Complimenti ancora per la recensione ricca di spunti di riflessione e su cui concordo con ogni singola parola. Mi piacerebbe sapere la tua opinione anche sulla mia recensione che ho fatto sul suddetto film non tanto per scopi pubblicitari (che me frega), ma per eventuali riflessioni/critiche che potrebbe portare un tuo intervento nella sezione commenti. Mi farebbe molto piacere. Anche per un esperto di Ken Loach come mi sembra che tu sia.
Attendo una tua risposta ;)
Ciao, sono NO G8, ma non ho scritto io la bella recensione, l'ho solamente commentata, magari riuscissi a scrivere cosi bene!
Ho letto il tuo scritto, hai ragione, stiamo andando male, ma stiamo andando.... E' quando ci fermeremo che ci ammazzeremo a vicenda, tra poveracci, a contenderci la poca aria che avremo per respirare. Per non morire.
Ti ringrazio per la lettura anche se non sei il diretto interessato! Eh già, l'uomo è autodistruttivo ;(
Toglimi una curiosità, ma il tuo nick è una velata critica politica contro il G8?
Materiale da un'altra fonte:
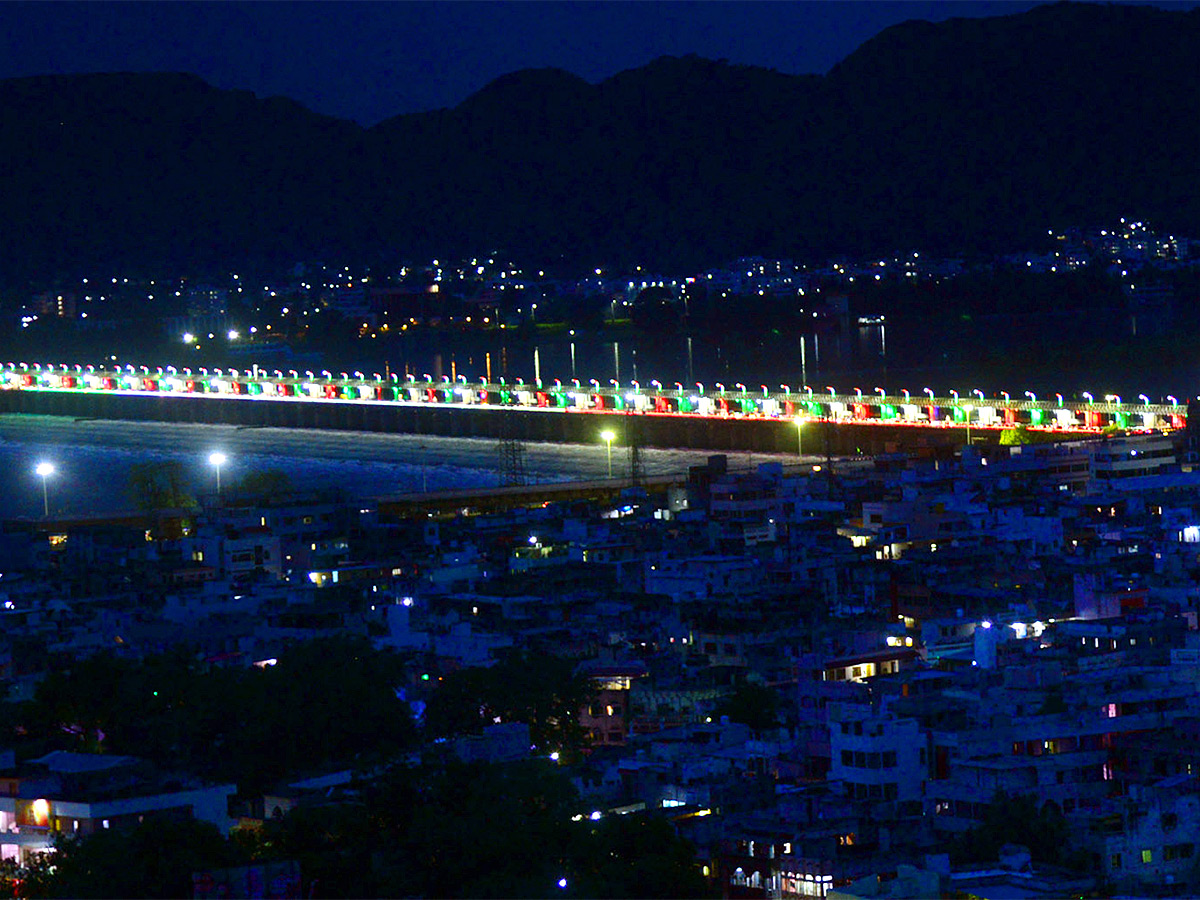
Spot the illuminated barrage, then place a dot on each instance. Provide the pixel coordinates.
(877, 408)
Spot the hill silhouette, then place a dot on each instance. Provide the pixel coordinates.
(965, 135)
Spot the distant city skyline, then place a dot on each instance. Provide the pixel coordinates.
(370, 61)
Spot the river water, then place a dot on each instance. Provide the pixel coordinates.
(94, 459)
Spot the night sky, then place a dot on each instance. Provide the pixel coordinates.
(371, 60)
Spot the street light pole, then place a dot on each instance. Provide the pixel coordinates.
(45, 469)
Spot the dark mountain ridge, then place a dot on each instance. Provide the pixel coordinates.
(965, 135)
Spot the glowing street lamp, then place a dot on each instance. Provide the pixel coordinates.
(43, 471)
(217, 460)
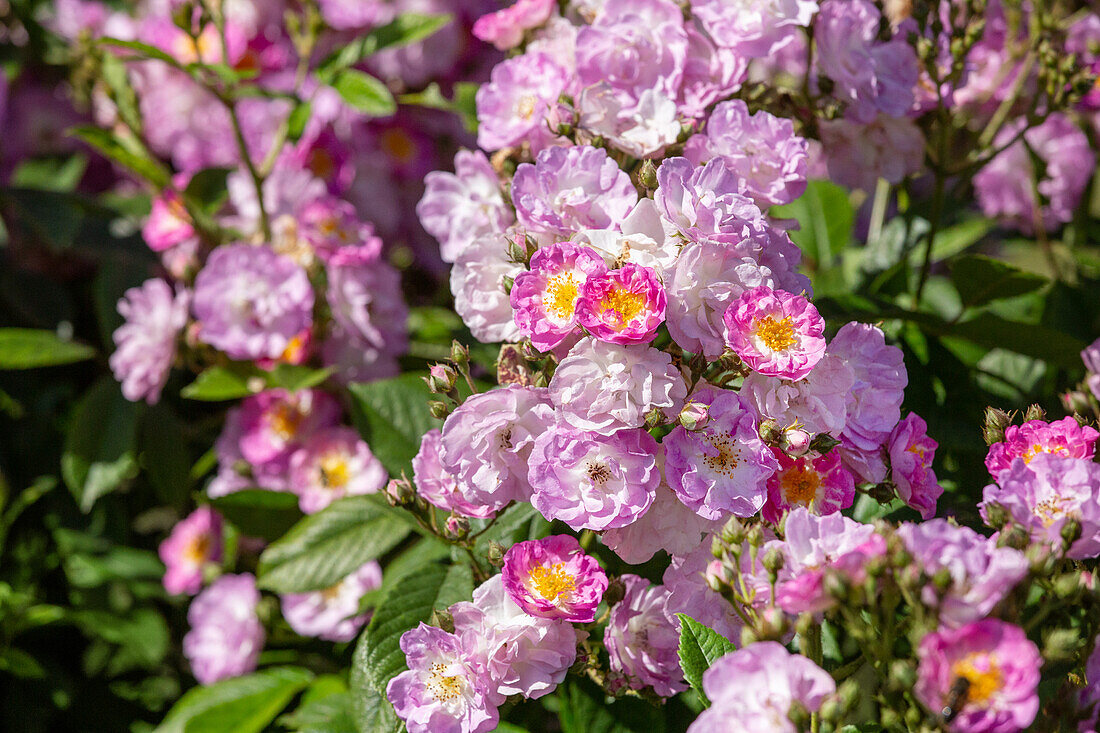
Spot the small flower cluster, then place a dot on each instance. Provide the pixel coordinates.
(515, 638)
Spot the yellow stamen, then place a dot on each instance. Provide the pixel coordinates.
(981, 671)
(560, 296)
(625, 304)
(777, 335)
(552, 582)
(800, 484)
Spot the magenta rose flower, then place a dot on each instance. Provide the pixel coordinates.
(751, 689)
(623, 306)
(552, 578)
(981, 573)
(642, 636)
(331, 465)
(724, 467)
(1046, 493)
(226, 635)
(195, 543)
(332, 613)
(777, 334)
(1065, 437)
(911, 453)
(1000, 668)
(252, 303)
(593, 481)
(545, 298)
(444, 689)
(821, 483)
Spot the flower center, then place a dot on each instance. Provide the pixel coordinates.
(1036, 449)
(285, 420)
(525, 108)
(197, 549)
(800, 484)
(560, 296)
(398, 145)
(333, 470)
(624, 304)
(552, 582)
(443, 687)
(777, 335)
(982, 674)
(598, 473)
(728, 457)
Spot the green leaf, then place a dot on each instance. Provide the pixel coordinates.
(260, 512)
(99, 444)
(218, 384)
(333, 713)
(164, 455)
(55, 174)
(207, 188)
(378, 657)
(364, 93)
(293, 378)
(393, 415)
(980, 280)
(993, 331)
(585, 709)
(826, 219)
(124, 152)
(326, 547)
(25, 348)
(405, 29)
(699, 648)
(241, 704)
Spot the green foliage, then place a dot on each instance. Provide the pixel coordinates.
(378, 657)
(393, 415)
(699, 648)
(99, 451)
(241, 704)
(585, 709)
(325, 547)
(364, 93)
(24, 348)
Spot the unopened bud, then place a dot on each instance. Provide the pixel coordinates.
(457, 527)
(733, 532)
(655, 417)
(399, 492)
(795, 441)
(771, 433)
(773, 561)
(647, 174)
(615, 592)
(694, 416)
(799, 715)
(495, 554)
(442, 619)
(1060, 644)
(441, 379)
(460, 354)
(1070, 532)
(773, 623)
(997, 516)
(1034, 413)
(902, 675)
(997, 420)
(823, 442)
(942, 580)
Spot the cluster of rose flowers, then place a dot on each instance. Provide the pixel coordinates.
(287, 270)
(667, 383)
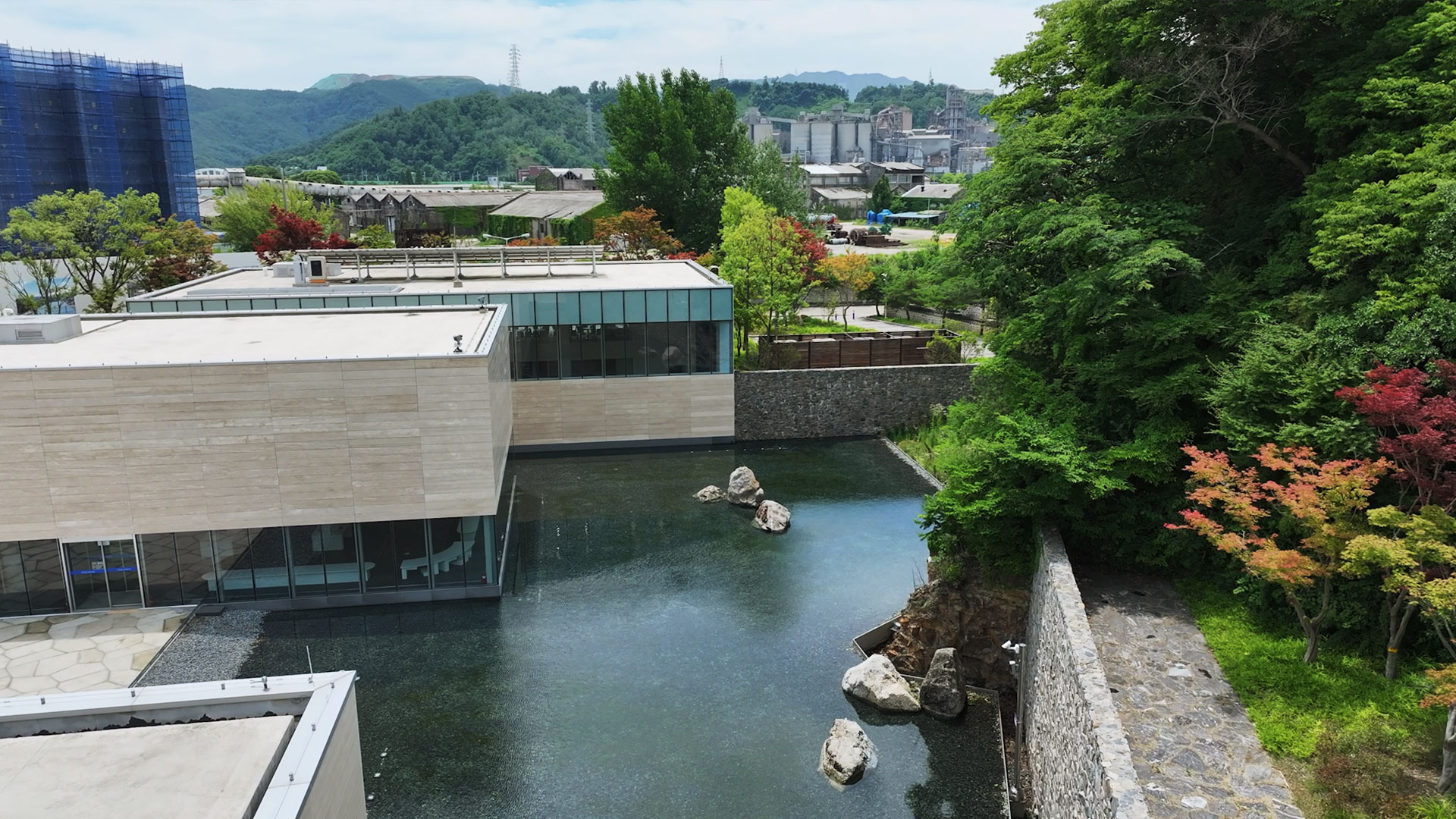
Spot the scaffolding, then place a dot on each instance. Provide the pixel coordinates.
(80, 121)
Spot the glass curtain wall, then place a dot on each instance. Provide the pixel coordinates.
(299, 561)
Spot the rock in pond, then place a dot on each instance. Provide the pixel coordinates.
(846, 754)
(875, 681)
(743, 488)
(772, 516)
(943, 694)
(711, 494)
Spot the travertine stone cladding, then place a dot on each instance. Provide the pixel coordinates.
(1079, 758)
(845, 401)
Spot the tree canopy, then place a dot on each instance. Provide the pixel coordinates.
(676, 145)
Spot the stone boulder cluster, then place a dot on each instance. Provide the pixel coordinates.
(848, 752)
(745, 490)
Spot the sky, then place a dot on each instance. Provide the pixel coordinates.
(564, 42)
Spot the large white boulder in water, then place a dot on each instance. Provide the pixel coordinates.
(772, 516)
(711, 494)
(875, 681)
(943, 694)
(743, 488)
(846, 754)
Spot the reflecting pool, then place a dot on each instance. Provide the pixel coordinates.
(655, 656)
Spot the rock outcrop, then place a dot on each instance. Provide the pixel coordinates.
(943, 694)
(846, 754)
(973, 617)
(772, 516)
(711, 494)
(743, 488)
(875, 681)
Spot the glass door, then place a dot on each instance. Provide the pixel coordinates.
(102, 575)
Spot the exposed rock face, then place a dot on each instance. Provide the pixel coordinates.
(974, 618)
(711, 494)
(772, 516)
(943, 694)
(875, 681)
(743, 488)
(846, 754)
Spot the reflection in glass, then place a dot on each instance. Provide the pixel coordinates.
(234, 579)
(12, 580)
(44, 576)
(159, 557)
(194, 566)
(705, 347)
(582, 356)
(625, 349)
(270, 563)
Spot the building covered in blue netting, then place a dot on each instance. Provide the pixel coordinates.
(79, 121)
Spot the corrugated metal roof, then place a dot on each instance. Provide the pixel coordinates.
(842, 194)
(552, 205)
(466, 199)
(814, 169)
(932, 193)
(579, 172)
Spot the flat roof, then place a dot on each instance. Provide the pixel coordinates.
(196, 770)
(256, 337)
(438, 278)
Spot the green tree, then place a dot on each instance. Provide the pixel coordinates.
(243, 216)
(321, 177)
(1188, 202)
(881, 196)
(99, 240)
(764, 259)
(674, 148)
(777, 184)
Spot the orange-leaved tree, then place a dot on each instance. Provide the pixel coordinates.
(635, 234)
(1288, 521)
(1445, 694)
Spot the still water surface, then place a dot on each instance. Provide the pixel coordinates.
(657, 656)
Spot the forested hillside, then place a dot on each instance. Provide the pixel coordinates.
(471, 136)
(1199, 226)
(235, 126)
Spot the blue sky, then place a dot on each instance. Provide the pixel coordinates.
(291, 44)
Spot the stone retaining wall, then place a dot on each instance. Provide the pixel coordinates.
(839, 403)
(1081, 764)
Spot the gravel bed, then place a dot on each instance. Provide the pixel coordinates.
(212, 648)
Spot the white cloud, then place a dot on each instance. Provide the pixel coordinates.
(291, 44)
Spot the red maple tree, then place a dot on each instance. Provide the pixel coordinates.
(1324, 502)
(1419, 428)
(293, 232)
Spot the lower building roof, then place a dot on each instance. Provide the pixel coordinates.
(258, 337)
(196, 770)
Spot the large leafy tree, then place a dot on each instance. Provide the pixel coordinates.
(243, 218)
(102, 241)
(676, 145)
(1188, 203)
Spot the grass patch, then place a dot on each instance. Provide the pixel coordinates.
(1363, 742)
(813, 324)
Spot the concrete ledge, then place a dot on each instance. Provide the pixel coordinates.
(1081, 763)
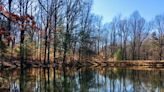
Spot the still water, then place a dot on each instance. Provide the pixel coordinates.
(81, 80)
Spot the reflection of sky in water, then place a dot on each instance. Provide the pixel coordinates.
(85, 80)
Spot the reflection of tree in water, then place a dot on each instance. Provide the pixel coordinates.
(84, 80)
(133, 80)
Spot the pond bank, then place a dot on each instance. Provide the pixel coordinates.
(137, 63)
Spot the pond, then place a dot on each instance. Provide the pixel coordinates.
(84, 79)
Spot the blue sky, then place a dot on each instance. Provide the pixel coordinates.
(108, 9)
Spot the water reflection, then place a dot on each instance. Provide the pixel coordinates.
(81, 80)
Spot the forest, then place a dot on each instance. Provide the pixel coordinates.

Nato da una costola del bellissimo ed amarissimo Io Daniel Blake ne è il giusto allegato, straordinario come Loach fa recitare artisti misconosciuti alcuni anche esordienti, personalmente sono rimasto colpito dalla bambina Lizzy dolcissima e tenerissima . Lunga vita anche cinefila al maestro .
Sincero e realistico,approvo in pieno il tuo commento.....grazie.